Letting agents who forget to give tenants a valid gas safety certificate at the beginning of a tenancy may now be let off the hook if they later have to evict a tenant using a Section 21 notice.
Three Court of Appeal judges yesterday agreed that instead, as long as a certificate is served prior to the S21 notice and was valid before and during the tenancy, the eviction can proceed.
The case is a landmark ruling and has been rumbling on for two years.

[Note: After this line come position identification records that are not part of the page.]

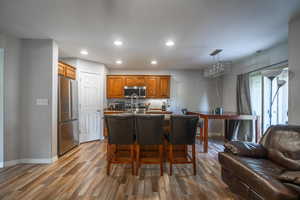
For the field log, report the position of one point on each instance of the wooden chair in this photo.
(149, 131)
(120, 132)
(183, 132)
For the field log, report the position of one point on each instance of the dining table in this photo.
(226, 116)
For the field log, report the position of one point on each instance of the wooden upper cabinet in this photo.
(164, 87)
(61, 69)
(70, 72)
(66, 70)
(115, 86)
(152, 84)
(134, 81)
(157, 86)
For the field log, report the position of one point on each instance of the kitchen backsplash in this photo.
(154, 103)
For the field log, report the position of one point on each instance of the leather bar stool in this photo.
(120, 132)
(183, 132)
(149, 131)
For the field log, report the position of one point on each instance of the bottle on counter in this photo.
(164, 106)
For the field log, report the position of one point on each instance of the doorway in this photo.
(1, 108)
(90, 107)
(269, 96)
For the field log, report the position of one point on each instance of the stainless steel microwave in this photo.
(135, 91)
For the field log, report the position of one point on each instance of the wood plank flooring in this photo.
(81, 174)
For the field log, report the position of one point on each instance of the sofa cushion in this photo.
(259, 174)
(248, 149)
(283, 138)
(290, 177)
(284, 159)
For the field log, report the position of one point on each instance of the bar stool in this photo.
(183, 132)
(120, 132)
(149, 131)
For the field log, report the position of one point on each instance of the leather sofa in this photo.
(253, 171)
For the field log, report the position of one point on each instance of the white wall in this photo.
(11, 87)
(268, 57)
(1, 105)
(38, 130)
(189, 89)
(294, 67)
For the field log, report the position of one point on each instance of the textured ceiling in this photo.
(240, 27)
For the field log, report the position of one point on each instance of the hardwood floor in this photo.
(81, 174)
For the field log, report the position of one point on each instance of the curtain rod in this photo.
(262, 68)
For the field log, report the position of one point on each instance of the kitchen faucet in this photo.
(132, 97)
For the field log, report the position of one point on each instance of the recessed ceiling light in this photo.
(118, 43)
(119, 62)
(170, 43)
(153, 62)
(84, 52)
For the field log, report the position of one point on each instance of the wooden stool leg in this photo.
(108, 160)
(161, 159)
(194, 158)
(201, 134)
(171, 158)
(132, 158)
(137, 158)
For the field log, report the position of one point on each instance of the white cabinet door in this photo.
(90, 102)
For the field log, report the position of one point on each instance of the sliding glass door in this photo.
(269, 96)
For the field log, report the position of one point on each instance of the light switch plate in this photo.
(42, 102)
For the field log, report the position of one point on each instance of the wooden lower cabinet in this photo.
(157, 86)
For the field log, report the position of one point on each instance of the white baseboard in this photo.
(30, 161)
(11, 163)
(214, 134)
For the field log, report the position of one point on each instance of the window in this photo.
(269, 96)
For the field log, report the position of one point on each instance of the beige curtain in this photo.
(240, 129)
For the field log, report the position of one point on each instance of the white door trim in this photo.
(100, 98)
(2, 107)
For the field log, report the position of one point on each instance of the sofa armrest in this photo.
(247, 149)
(293, 187)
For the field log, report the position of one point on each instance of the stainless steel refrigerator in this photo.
(68, 126)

Known as Trecarrell House Ltd vs Patricia Rouncefield, the tenant claimed that she could not be evicted because the law requires a gas safety certificate to be given to a tenant when they move in.
Rouncefield’s property had a valid gas certificate both before and during her tenancy but she was not given a copy prior to when she moved in during February 2017. She was served with a Section 21 notice on 1st May 2018.

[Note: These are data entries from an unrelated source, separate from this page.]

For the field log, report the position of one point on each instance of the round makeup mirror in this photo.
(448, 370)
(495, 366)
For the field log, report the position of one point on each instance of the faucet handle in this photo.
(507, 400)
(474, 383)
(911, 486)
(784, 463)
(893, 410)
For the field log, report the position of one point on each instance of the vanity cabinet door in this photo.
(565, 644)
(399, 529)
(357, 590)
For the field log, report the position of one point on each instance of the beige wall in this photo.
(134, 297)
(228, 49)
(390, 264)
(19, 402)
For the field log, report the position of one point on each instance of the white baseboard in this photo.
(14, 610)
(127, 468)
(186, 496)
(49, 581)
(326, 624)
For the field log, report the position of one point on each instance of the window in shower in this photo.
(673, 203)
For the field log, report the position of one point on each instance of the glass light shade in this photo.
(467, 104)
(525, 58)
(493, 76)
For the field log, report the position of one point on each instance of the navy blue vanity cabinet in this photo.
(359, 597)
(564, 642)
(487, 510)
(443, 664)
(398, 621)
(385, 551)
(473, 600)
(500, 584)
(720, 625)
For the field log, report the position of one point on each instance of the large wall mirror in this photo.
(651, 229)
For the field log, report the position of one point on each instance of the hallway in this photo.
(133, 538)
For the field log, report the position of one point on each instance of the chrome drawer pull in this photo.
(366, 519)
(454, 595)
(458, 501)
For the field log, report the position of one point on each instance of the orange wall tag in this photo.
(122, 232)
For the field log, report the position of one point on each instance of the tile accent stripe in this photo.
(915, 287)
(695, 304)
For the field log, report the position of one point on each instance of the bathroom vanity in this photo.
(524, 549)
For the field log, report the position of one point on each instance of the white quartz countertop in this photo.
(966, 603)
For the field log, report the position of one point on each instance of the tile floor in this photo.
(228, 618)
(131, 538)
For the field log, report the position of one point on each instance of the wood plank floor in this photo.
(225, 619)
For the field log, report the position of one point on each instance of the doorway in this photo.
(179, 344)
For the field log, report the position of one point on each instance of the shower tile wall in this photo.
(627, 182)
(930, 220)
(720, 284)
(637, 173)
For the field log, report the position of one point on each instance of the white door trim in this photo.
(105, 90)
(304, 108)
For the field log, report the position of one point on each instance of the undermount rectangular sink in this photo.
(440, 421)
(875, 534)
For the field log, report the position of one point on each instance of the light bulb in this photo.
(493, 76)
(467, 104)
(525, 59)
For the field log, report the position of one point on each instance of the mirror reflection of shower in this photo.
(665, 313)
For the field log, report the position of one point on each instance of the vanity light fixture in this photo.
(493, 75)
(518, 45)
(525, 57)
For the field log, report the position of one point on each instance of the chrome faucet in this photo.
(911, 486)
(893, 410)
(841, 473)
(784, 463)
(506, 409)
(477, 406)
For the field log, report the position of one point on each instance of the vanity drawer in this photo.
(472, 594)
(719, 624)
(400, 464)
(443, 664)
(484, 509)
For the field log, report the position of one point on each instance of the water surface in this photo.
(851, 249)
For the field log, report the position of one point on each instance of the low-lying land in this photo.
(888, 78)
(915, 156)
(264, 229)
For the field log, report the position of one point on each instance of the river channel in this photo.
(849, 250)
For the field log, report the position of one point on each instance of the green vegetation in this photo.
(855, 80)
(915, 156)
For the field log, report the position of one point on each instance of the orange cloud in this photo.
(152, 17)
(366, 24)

After an initial lower court case and then an appeal, this latest judgement has firmly come down in the landlord’s favour.

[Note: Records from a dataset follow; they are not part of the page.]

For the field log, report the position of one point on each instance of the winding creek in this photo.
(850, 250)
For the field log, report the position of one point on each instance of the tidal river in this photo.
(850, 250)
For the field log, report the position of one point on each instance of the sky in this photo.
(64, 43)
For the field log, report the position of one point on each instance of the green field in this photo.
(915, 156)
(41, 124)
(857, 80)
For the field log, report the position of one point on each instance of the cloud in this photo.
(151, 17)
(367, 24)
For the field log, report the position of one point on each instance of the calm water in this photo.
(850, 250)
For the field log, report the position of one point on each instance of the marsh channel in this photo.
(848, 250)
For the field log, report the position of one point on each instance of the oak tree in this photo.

The judges agreed that the legislation was unclear and sometimes contradictory and, despite agreeing that its aim was to ensure the safety of tenants and that was clear that a gas safety certificate should be given to any new tenant “before that tenant occupies those premises, the judgement points out the need for a certificate was a mere ‘procedural requirements’ and not a ‘substantive sanction”.
“We welcome the clarity that today’s ruling brings for the sector. Going forward, however, ministers remain committed to eventually getting rid of Section 21 altogether,” says John Stewart, Deputy Policy Director for the NRLA, which supported Trecarrell House during the initial stages of the case.